O moço vinha andando distraidamente pela calçada, o guarda-chuva aberto, sem a menor pressa. De repente, parou. Parou e olhou para mim dentro do carro, parada em fila dupla com a luz de ré e a seta pra direita indicando que eu iria estacionar naquela vaga. A cara dele era de ‘isso eu quero ver, a dona maria não vai conseguir enfiar o carro dela nessa vaga nem por decreto’. Eu olhei pra ele, ele olhou pra mim, calculou mentalmente o espaço e deve ter concluído que aquela era uma batalha perdida. Foi pra debaixo da marquise, fechou o guarda-chuva e ficou assistindo de camarote.
A vaga era pequenininha mesmo, mas tinha que ser suficiente. Eu já estava em cima da hora pra aula e a avenida, que até no ano passado era uma sucessão de lotes vagos, de uma hora pra outra virou um enorme canteiro de obras e agora os caminhões de concreto e as caçambas ocupavam boa parte do espaço pra estacionar. E aquela vaga era bem na frente do prédio, sei lá onde eu acharia outra?

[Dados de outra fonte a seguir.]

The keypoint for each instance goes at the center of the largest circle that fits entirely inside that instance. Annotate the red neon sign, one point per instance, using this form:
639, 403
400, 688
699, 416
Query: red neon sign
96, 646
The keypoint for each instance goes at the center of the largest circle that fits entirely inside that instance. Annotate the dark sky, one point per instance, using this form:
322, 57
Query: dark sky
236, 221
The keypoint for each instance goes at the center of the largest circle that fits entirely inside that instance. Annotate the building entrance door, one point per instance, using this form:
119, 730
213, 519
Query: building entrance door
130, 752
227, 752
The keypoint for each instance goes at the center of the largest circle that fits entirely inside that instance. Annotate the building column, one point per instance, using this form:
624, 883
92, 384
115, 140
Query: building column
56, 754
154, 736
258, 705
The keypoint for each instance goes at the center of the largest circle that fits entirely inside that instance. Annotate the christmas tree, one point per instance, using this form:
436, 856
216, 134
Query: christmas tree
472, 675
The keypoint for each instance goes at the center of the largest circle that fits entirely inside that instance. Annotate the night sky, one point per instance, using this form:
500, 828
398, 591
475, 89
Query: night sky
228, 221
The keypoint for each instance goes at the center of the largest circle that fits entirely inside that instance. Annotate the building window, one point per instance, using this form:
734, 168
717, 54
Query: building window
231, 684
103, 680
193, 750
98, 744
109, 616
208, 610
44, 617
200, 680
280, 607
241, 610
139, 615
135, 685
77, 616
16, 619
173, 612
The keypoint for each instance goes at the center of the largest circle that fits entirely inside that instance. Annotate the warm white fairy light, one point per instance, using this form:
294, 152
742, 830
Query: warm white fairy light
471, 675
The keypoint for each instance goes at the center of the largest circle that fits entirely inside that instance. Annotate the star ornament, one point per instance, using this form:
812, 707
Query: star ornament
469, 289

Eu já estava pronta pra começar a manobra quando lá na frente um carro bem maior saiu de outra vaga. Pensei em mudar os meus planos e evitar a trabalheira de fazer um carro tamanho 40 ‘calçar’ uma vaga 38, mas agora o porteiro do prédio também me olhava assim, meio de rabo-de-olho, duvidando das minhas habilidades. Ah não, pois agora aquilo era uma questão de honra, eu tinha que estacionar naquele espaço!
Respirei fundo, um-dois-vamos-e-já e… voilà. De primeira! Manobrar nunca foi um grande problema pra mim, mas aquela tinha sido minha obra de arte, coisa pra dar replay em câmera lenta pra ninguém perder os detalhes da operação. Peguei minha bolsa, saí do carro com a tranquilidade de quem estaciona em microvagas todos os dias e passei pelo moço, que já abria o guarda-chuva para continuar seu caminho. Nem olhei pro lado dele, mas lá no fundo do ‘meu eu’ tinha uma vozinha dizendo ‘Nãnã nãnã nããã nããã…’. Dei bom dia pro porteiro e segui em direção ao elevador. E comecei a rir sozinha. Vou te contar, às vezes a gente tem um inexplicável ataque de bobeira…
HAHAHAHAHAHA!!!
Ótimo! Parabéns!
E não pensa que és só tu que fazes essas bobeiras, tem muito marmanjo por aí que faz dessas. (Nem sob tortura eu conto que já fiz o mesmo.)
hahaha,
do tipo ‘não vou nem citar nomes’, né???
Abafa o caso.
Não rolou baixar a calça e rebolar na hora do “na-na-nããã-na”, né?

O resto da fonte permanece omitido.